8 thoughts on “How We Help Anorexia Grow Stronger

  1. Hey, this is a good article. The stuff about skinny girls being called anorexic aside, people don’t even think about how anorexia is a legit, fatal disorder. You wouldn’t tell someone they looked like a cancer patient… (Though I have seen some snarky trolls do that). And non-skinny women who have anorexia are completely ignored! People aren’t just obsessed with thinness as a goal. They’re obsessed with it as something other, in a similar way to fatness. Like, “OMG she’s so disgustingly skinny” etc.

  2. Pingback: How We Help Anorexia Grow Stronger « Fuck Yeah Skinny Chicks

  3. Thanks for the link & the feedback Luxe! These conversations also push men with eating disorders totally out of the picture, which is another really unfortunate side-effect.

  4. We didn’t mean that line in exactly the way you’ve described it.
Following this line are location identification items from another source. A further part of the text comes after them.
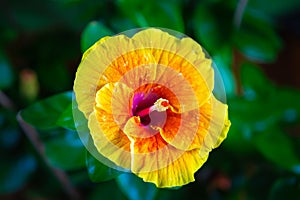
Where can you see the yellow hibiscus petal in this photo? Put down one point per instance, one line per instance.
(178, 173)
(110, 140)
(205, 128)
(219, 125)
(185, 56)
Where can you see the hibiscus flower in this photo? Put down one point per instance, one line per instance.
(150, 105)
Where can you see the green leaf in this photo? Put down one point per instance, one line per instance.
(14, 174)
(288, 189)
(167, 13)
(45, 113)
(92, 33)
(98, 172)
(106, 191)
(277, 147)
(66, 119)
(257, 39)
(206, 28)
(6, 73)
(223, 61)
(135, 188)
(275, 7)
(66, 150)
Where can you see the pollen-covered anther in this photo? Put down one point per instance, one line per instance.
(160, 105)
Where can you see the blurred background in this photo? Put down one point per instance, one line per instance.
(255, 44)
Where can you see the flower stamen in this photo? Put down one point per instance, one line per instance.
(160, 105)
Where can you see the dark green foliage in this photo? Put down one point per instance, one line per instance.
(260, 159)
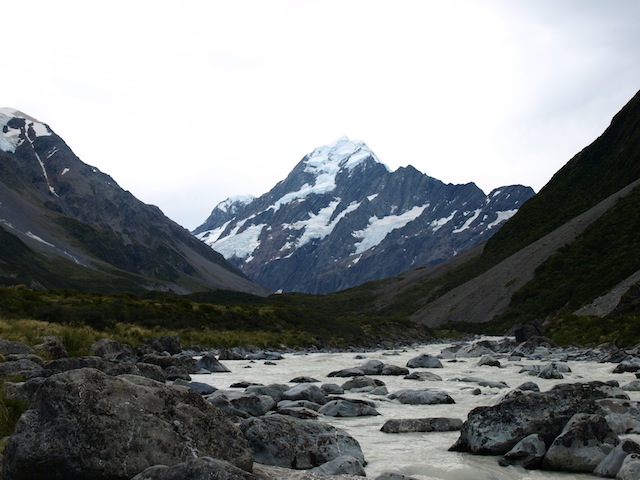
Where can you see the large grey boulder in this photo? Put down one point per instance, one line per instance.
(423, 377)
(584, 442)
(409, 425)
(110, 349)
(623, 416)
(612, 463)
(23, 367)
(342, 465)
(630, 469)
(211, 364)
(242, 404)
(270, 472)
(494, 430)
(274, 390)
(203, 468)
(528, 453)
(289, 442)
(305, 391)
(421, 397)
(86, 424)
(424, 361)
(347, 408)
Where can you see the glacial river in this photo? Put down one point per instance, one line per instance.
(419, 455)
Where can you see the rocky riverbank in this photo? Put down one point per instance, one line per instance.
(125, 413)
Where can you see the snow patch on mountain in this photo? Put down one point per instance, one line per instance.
(441, 222)
(379, 228)
(10, 137)
(320, 225)
(469, 221)
(325, 163)
(240, 245)
(502, 216)
(230, 205)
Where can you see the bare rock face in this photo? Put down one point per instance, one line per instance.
(528, 453)
(86, 424)
(198, 468)
(288, 442)
(496, 429)
(584, 442)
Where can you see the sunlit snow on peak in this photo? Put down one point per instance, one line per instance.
(232, 202)
(341, 154)
(324, 163)
(10, 137)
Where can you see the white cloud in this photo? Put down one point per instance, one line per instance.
(187, 103)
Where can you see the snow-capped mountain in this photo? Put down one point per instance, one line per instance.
(66, 224)
(341, 218)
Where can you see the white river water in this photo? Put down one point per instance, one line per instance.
(419, 455)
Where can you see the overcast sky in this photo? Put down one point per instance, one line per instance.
(187, 103)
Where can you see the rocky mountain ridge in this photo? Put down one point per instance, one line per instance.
(67, 224)
(341, 218)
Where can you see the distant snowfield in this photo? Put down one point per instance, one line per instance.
(379, 228)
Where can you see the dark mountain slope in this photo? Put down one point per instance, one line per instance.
(609, 164)
(70, 212)
(342, 218)
(582, 227)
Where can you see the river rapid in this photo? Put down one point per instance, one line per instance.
(420, 455)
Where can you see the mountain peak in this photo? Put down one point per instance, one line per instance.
(340, 154)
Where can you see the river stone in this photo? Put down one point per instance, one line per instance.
(241, 404)
(298, 404)
(496, 429)
(632, 386)
(362, 383)
(297, 444)
(305, 391)
(528, 453)
(623, 416)
(347, 372)
(342, 465)
(270, 472)
(630, 469)
(274, 390)
(424, 361)
(210, 364)
(409, 425)
(610, 466)
(203, 468)
(421, 397)
(631, 364)
(123, 424)
(484, 383)
(489, 361)
(529, 387)
(551, 372)
(584, 442)
(423, 377)
(394, 370)
(303, 379)
(346, 408)
(372, 367)
(198, 387)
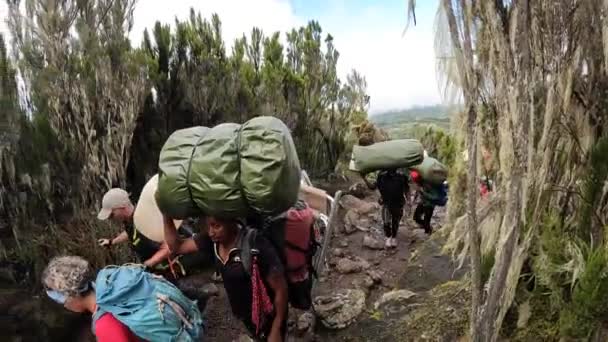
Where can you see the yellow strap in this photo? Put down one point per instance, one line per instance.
(135, 238)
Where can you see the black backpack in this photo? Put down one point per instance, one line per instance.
(293, 247)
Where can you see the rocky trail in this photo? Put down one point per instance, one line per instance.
(365, 292)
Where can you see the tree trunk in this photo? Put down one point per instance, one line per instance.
(469, 89)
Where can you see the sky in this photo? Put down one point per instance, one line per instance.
(400, 69)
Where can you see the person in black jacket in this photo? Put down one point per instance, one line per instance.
(393, 187)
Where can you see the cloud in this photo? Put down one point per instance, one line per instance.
(399, 69)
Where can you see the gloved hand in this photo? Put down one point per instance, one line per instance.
(104, 242)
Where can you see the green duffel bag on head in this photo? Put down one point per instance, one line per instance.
(270, 167)
(432, 171)
(229, 170)
(392, 154)
(173, 194)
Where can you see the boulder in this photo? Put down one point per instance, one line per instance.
(339, 310)
(372, 242)
(337, 252)
(359, 190)
(305, 322)
(364, 283)
(394, 297)
(346, 266)
(351, 202)
(376, 276)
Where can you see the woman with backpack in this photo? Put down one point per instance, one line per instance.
(432, 195)
(127, 303)
(258, 297)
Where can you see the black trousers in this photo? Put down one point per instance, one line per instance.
(423, 215)
(391, 215)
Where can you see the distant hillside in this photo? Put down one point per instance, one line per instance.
(416, 114)
(411, 123)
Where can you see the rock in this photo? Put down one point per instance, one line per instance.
(244, 338)
(305, 322)
(376, 276)
(337, 252)
(359, 190)
(349, 202)
(210, 290)
(346, 266)
(524, 312)
(394, 297)
(368, 208)
(351, 219)
(339, 310)
(365, 283)
(372, 243)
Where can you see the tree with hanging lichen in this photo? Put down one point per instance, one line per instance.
(534, 74)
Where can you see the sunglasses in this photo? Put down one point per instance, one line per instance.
(61, 298)
(56, 296)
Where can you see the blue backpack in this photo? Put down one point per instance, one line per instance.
(152, 308)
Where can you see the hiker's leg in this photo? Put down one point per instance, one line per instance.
(386, 220)
(428, 214)
(418, 214)
(396, 215)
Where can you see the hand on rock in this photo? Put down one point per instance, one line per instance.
(104, 242)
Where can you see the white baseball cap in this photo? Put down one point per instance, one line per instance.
(113, 199)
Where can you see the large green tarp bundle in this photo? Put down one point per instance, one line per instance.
(390, 154)
(229, 170)
(432, 171)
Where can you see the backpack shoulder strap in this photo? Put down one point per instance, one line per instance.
(247, 243)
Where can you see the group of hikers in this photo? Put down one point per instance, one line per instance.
(264, 260)
(394, 188)
(70, 280)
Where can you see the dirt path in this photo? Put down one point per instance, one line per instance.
(435, 313)
(416, 265)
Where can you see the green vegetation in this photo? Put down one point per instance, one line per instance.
(100, 109)
(430, 125)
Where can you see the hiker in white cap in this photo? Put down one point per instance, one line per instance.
(117, 207)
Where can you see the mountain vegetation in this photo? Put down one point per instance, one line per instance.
(99, 107)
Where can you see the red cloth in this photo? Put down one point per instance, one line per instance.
(109, 329)
(415, 176)
(261, 306)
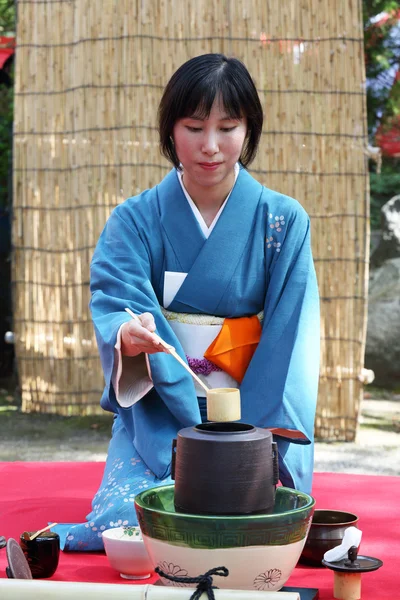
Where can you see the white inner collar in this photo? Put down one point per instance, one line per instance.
(203, 225)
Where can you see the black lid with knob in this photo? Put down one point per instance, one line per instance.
(354, 563)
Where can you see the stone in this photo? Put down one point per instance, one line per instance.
(382, 353)
(389, 244)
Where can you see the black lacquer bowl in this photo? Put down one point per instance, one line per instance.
(326, 532)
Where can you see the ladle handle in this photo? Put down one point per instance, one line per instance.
(171, 350)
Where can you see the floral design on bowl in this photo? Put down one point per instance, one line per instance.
(254, 548)
(175, 570)
(267, 580)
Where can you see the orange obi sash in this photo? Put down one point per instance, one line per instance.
(234, 346)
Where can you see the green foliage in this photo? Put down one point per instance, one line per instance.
(383, 187)
(7, 28)
(382, 57)
(6, 119)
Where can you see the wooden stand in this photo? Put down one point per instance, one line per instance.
(223, 404)
(347, 586)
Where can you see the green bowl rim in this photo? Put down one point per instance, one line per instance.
(310, 504)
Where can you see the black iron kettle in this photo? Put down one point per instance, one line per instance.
(224, 468)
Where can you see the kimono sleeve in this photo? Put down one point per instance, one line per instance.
(280, 386)
(120, 277)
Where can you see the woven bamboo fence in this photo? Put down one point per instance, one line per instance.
(89, 76)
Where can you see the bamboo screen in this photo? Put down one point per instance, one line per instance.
(89, 78)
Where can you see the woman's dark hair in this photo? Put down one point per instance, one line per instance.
(192, 90)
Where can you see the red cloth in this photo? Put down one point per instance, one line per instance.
(33, 493)
(7, 49)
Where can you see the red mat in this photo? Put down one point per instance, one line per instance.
(33, 493)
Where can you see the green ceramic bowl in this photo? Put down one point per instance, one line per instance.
(260, 551)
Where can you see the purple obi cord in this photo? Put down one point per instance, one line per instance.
(202, 366)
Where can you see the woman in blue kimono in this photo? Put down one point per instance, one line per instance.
(207, 252)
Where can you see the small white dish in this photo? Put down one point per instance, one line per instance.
(126, 552)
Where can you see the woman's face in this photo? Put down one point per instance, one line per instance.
(208, 148)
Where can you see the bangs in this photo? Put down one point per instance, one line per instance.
(192, 91)
(199, 98)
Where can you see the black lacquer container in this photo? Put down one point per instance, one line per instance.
(224, 468)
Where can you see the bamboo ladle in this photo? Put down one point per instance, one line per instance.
(171, 350)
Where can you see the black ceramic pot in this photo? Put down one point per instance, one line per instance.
(326, 531)
(42, 553)
(224, 468)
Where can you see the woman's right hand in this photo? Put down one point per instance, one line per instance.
(138, 337)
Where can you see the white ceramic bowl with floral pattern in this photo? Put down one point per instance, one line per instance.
(260, 551)
(127, 553)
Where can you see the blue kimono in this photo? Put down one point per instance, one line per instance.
(257, 258)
We weren’t using anorexic as an insult for women who are ‘too thin’, but rather were just commenting on the fact that Amanda Bynes could be considered a good role model for girls because she’s stays in shape in healthy ways (and has had good things to say regarding body image in the past).

    We definitely weren’t trying to perpetuate stereotypes about anorexia, in fact, we’ve tried to combat those stereotypes in the past. But we do see how our wording was problematic so we’ll be more careful and sensitive in the future.

  5. I honestly felt bad about including your post on this list, because I love your blog (I actually had that in here as a disclaimer but it seems to have disappeared at some point while I was fleshing the post out.)

    I felt I had to include it because it was that line in that article that triggered me rather randomly to write this. My point in including your piece, specifically, was that even well meaning feminists can subscribe to the anorexic = thin stereotype when, really, there is no one “look” to anorexia.

    I really do appreciate your blog and I hope I didn’t offend! I should have been clearer with my wording, but I felt it would be unfair to single one instance out as “less bad” than others.

    (Also, I agree that Amanda is a great role model because of her health and all of the other reasons your article mentioned! I just hate the idea that your body is an indicator of your health, you know?)

    – J

  6. No, we weren’t offended. It’s good that you pointed it out because even though we don’t really feel that way, our words still sent the same message. Thanks :) We’re glad you like the blog.

  7. Hey, I really liked this post. I have struggled with disordered eating for years now and I have often looked at the specific stereotypical definitions of an eating disorder and felt like maybe I wasn’t really a part of it. Looking at it from the end that I am at, having the specific weight regulations as part of the definition of Anorexia only makes it more dangerous to the person with the disease, as it makes them feel like there is nothing really wrong with their behavior.

  8. This post is amazing. I’m from the other group talked about here – rather than actually *having* an eating disorder, I’m a naturally skinny 20yo who is constantly getting peeved at people making assumptions about petite women having eating disorders. One of my best friends was in the EDNOS group because she was big, but had the behavioural symptoms of anorexia. Meanwhile, apparently I was anorexic despite having none of the behavioural symptoms.

    Go figure? Ignorance helps no-one. Thank you for posting this!